On January 27 at 10 am et, the Inner Story Writing Circle will be joined by author Natalie Lue to discuss her book, The Joy of Saying No: A Simple Plan to Stop People Pleasing, Reclaim Boundaries, and Say Yes to the Life You Want. We’ll be discussing the book, her writing journey, and creative practice.
I’ve read other books about boundaries, but I was missing the deeper layers of why we people-please, how to heal the inner wounds that cause the behavior, and how to expand your nervous system to manage the uncomfortable feelings that come with taking your power back. Lue’s book is giving me meaning and self-understanding. In our session, Natalie will be answering questions about her book and her writing journey.
If you are not a member and would like to join us, you can purchase a copy of Natalie’s book (any format), email me proof of purchase, and I’ll send you the link to join us. Proof of purchase can be a photo of you with the book, a picture of your receipt, etc. You can also grab a copy from the library if you can access it that way.
we contain multitudes
Do you ever feel self-absorbed when you are writing about your life? There’s a lot of I…, I…, I…, right? ‘This is how I feel. This is my point of view. This is what I saw, heard, and experienced.’
Let me assure you, this self-exploration is necessary and we need to get comfortable with creating space for ourselves in this way.
However, that doesn’t mean that there isn’t a juicy opportunity to explore your lived experience from different points of view to discover new truths, reveal blind spots and biases, and play with story meaning and impact. According to Creative Nonfiction, “…truth is not a fixed adage but a concept that shifts under our gaze, multifaceted, determined by whatever self or persona happens to be in charge at the moment.”
When you attach yourself to one point of view, you give yourself limitations and boundaries that restrict your creative vision. You suppress your curiosity and the clues it has to offer. You silence parts of yourself that deserve to be heard. In the words of Walt Whitman, “Do I contradict myself? Very well, then I contradict myself. I am large. I contain multitudes.”
Your creative urges are invitations to expand your point of view.
For example, I reached a point in my writing journey where I was tired of writing victim narratives. I was tired of talking about how sad and burdened I was. I exhausted the topic. I wrote about it in the first person and the third person. I wrote about it in poetry and prose, in blog posts and books. I began to believe that if I didn’t write about my pain, I’d have nothing else to write about. By continuing to beat the same drum, I was keeping myself stuck.
Story work is all about reimagining your life experiences with questions like: What else could this mean? What can I create from this? What am I overlooking? What else was going on beyond my point of view?
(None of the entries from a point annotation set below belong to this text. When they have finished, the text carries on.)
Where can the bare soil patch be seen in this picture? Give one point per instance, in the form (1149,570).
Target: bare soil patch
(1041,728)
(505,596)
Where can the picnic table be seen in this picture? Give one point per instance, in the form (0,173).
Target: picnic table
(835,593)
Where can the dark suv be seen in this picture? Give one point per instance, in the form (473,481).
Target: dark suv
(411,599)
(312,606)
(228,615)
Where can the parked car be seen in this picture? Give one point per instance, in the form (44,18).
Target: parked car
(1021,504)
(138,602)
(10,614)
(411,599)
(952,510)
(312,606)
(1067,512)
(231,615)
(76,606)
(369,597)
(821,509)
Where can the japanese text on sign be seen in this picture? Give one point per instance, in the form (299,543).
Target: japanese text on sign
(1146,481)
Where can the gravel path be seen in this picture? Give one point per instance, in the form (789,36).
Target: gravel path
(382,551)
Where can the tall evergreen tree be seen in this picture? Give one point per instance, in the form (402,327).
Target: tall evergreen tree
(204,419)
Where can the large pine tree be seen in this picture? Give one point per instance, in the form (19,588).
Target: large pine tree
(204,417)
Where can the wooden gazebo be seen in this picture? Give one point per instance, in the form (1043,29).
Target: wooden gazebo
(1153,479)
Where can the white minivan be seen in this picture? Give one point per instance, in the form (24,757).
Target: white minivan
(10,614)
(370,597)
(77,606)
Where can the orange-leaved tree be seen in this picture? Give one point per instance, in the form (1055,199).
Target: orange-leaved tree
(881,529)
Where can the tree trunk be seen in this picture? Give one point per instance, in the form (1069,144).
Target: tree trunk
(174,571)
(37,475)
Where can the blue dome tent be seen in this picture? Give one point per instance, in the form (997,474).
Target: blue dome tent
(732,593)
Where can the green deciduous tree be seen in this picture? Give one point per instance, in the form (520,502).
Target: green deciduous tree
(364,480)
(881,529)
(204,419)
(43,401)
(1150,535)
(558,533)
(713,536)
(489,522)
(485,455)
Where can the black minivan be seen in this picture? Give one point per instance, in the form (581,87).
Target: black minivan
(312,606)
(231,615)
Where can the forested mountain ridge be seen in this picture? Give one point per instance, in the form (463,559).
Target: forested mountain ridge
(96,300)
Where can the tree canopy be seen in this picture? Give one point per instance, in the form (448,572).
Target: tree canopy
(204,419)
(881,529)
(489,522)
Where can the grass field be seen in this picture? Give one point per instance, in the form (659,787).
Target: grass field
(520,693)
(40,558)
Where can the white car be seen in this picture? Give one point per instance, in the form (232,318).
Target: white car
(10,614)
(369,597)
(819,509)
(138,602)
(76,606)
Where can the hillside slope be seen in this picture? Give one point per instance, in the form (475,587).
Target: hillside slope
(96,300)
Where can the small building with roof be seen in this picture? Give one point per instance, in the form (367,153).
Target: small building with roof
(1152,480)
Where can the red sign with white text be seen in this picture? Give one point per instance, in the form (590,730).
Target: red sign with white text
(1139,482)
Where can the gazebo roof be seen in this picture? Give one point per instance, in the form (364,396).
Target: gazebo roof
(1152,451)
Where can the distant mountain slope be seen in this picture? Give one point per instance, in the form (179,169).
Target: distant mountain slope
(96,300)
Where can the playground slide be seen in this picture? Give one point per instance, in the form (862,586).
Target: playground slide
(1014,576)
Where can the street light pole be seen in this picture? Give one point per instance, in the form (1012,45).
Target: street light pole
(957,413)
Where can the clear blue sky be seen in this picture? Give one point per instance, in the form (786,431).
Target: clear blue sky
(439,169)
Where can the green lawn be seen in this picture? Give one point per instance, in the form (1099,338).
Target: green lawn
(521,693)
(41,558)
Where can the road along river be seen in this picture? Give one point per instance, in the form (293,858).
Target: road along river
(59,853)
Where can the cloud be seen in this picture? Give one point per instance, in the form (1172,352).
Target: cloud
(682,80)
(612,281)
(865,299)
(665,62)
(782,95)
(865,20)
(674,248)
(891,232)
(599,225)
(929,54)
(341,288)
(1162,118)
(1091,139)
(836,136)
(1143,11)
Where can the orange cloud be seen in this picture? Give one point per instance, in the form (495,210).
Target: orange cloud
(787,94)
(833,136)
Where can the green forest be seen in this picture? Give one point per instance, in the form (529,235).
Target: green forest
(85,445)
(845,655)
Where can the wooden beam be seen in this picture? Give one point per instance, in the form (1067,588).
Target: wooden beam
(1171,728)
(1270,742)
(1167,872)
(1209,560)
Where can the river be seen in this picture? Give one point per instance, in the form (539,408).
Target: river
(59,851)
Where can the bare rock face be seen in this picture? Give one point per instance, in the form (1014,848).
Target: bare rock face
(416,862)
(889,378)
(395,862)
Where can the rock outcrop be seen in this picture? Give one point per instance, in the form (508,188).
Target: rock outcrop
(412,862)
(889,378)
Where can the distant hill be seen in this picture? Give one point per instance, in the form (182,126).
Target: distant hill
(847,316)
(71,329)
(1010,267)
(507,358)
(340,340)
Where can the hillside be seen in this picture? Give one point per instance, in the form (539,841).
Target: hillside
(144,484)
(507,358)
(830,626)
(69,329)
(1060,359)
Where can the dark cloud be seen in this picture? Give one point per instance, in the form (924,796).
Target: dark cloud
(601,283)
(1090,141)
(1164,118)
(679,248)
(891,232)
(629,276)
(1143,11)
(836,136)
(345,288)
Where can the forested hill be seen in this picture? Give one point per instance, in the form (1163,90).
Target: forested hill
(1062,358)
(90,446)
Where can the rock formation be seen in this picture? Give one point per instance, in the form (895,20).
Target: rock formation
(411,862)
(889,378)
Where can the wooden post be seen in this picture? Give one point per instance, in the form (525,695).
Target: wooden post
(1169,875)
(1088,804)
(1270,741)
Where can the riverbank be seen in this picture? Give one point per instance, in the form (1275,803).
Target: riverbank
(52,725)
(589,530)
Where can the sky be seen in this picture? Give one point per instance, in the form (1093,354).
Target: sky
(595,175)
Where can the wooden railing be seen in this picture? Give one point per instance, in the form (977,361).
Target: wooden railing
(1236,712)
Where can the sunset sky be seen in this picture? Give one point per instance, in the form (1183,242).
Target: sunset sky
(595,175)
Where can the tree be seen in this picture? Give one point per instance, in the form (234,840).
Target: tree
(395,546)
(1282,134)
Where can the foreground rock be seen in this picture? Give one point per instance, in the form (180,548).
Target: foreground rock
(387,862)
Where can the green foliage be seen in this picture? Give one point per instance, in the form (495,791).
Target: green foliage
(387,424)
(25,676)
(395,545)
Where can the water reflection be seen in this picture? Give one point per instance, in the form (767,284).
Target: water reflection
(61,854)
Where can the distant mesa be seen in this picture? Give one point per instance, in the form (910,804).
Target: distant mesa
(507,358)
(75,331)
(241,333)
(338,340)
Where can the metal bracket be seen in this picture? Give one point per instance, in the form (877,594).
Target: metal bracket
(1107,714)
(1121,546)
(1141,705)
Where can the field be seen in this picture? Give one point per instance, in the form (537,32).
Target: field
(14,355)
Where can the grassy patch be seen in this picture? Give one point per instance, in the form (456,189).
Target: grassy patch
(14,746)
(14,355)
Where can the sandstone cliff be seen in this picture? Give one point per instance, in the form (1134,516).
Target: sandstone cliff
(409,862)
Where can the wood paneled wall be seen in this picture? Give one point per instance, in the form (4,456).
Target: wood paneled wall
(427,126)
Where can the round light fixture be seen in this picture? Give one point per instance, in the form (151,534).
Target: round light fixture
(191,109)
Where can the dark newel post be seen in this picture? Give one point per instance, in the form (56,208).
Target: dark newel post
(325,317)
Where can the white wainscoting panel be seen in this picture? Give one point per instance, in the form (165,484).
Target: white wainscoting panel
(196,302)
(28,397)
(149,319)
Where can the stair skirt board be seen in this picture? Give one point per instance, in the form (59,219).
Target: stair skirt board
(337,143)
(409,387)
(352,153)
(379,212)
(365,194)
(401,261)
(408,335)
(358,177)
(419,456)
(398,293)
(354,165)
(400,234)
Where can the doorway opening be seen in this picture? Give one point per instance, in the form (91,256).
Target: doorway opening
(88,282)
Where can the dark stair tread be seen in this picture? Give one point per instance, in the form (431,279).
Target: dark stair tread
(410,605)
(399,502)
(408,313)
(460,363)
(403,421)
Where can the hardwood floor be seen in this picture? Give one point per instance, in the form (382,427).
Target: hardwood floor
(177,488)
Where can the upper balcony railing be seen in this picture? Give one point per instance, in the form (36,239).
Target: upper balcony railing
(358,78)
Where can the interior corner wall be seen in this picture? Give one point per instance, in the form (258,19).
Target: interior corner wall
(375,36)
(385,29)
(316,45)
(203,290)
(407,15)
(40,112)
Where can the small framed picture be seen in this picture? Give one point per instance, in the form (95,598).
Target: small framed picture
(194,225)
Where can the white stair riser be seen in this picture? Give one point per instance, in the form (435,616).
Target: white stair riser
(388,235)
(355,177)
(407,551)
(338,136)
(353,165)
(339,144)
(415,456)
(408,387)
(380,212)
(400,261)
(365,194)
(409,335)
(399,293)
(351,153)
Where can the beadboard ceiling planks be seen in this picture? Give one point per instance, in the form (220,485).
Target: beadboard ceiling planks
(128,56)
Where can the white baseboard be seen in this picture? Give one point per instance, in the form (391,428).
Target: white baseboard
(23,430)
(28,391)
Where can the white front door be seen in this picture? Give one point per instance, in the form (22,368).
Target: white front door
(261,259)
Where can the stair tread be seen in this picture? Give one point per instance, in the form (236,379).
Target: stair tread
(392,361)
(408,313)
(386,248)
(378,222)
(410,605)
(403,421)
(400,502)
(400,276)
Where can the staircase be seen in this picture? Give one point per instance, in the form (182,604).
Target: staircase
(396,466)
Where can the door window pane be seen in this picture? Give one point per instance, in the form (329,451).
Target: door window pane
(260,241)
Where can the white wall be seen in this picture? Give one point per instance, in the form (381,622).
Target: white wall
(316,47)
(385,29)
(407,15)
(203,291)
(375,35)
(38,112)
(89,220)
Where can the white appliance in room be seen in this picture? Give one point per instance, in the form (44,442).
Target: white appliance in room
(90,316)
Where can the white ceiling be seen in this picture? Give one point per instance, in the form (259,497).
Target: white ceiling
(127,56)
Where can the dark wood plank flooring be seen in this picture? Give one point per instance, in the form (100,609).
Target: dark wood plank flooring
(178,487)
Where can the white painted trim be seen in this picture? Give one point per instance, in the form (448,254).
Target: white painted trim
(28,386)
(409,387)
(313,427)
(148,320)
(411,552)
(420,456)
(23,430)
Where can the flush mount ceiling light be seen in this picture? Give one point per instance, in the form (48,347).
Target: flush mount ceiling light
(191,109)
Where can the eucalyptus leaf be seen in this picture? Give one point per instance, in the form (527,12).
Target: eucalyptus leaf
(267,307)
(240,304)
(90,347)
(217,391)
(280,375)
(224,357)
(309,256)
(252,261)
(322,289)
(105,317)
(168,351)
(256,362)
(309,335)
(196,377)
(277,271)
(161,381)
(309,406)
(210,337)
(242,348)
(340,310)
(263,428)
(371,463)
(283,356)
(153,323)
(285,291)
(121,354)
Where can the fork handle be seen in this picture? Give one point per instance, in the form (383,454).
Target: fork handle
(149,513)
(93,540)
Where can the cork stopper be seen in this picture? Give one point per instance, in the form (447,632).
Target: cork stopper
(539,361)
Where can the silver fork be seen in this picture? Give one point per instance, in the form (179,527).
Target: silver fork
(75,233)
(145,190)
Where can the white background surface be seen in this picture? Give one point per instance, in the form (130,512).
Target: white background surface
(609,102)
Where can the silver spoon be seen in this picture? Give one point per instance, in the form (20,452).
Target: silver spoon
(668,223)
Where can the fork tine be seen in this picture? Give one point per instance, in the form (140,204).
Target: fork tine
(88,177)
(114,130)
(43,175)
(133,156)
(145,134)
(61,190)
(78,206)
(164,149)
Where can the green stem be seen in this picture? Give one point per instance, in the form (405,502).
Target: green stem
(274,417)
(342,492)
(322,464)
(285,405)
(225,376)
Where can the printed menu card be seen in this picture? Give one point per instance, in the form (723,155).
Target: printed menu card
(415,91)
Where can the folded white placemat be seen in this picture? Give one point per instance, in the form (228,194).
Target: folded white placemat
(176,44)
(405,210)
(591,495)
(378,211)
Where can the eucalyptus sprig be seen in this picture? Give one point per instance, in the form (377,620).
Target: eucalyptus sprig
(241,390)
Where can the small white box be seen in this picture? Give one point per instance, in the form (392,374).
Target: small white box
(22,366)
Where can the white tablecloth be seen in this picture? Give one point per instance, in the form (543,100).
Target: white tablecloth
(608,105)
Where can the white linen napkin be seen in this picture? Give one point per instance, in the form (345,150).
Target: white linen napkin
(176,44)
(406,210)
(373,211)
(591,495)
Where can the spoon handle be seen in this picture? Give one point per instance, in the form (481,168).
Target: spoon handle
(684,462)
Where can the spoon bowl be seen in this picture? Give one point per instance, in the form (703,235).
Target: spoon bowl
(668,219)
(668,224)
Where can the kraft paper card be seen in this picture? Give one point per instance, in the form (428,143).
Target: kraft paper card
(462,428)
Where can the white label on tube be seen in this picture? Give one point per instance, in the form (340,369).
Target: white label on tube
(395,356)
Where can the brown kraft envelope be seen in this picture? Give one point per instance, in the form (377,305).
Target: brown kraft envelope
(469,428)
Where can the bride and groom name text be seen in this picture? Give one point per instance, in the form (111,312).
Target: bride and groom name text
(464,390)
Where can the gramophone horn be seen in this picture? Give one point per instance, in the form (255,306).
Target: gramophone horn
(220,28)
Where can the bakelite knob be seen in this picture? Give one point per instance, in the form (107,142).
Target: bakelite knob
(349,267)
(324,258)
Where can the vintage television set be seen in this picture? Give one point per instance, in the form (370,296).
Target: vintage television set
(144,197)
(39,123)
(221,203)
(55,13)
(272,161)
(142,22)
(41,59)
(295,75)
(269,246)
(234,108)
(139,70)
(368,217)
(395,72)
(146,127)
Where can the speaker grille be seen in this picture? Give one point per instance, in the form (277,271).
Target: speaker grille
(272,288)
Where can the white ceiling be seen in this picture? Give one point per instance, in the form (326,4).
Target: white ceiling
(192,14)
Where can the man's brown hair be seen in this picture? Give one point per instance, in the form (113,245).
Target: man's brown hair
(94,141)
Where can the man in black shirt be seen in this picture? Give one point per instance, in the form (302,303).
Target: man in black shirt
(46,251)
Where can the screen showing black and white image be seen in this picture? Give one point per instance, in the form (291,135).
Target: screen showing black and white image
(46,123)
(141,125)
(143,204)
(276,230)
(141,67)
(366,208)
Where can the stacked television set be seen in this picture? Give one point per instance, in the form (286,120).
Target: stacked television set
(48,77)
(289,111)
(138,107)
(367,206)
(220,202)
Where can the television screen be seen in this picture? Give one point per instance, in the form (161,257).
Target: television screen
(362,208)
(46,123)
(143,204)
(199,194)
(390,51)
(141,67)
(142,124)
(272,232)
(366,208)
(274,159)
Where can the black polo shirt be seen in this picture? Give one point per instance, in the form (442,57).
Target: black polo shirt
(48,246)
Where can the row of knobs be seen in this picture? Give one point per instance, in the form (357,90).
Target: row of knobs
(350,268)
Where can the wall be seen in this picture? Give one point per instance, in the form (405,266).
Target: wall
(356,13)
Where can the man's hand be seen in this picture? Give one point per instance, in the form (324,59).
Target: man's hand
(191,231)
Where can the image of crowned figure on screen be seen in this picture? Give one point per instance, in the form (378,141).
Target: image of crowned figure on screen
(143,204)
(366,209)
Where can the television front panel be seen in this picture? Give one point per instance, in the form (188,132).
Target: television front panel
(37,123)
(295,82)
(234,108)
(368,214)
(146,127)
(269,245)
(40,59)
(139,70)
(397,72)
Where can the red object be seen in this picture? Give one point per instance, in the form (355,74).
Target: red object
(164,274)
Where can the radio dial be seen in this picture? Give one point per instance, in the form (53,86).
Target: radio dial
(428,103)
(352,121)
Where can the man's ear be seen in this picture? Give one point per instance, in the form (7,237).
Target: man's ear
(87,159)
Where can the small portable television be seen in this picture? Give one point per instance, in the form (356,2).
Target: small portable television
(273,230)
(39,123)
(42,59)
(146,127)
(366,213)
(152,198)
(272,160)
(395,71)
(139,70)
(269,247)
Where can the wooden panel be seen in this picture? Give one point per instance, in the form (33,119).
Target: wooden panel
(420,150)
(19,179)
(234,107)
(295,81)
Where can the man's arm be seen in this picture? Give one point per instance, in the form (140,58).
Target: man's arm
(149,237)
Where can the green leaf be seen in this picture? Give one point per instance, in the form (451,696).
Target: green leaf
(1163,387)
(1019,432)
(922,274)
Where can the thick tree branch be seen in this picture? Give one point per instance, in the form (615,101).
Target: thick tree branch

In storytelling, what we can’t see can add as much meaning to the story as what we can.
This is why a novelist might choose fiction to process personal experiences through their characters’ points of view. Or a poet might use symbolism to write from the perspective of an object or place.
A curious writer might play with point of view by channeling different moods and voices to explore the same topic. Let’s say you want to write about your divorce. You can reveal different dimensions of the truth through a funny short story vs. a somber essay vs. an informative how-to article.
By experimenting with different points of view, we liberate our imaginations and welcome new possibilities for our creative work and the rest of our lives, too.
Over the next few weeks, we’ll be exploring different types of point of view in storytelling, and how we can experiment with them to develop our writing and discover new insights.
Exercise:
“Luke, you’re going to find that many of the truths we cling to… depend greatly on our own points of view.” — Obi-Wan Kenobi
Choose a topic that is often on your mind. Perhaps you choose a memory or situation that you’ve always looked at one way, a story that you’ve always told with a certain tone. Write about it from a different point of view than you normally do. Perhaps take a humorous approach to a serious topic, or take a serious approach to something silly or trivial. Write from a different mood or with a different audience in mind. Switch it up and see what new truths you stumble upon.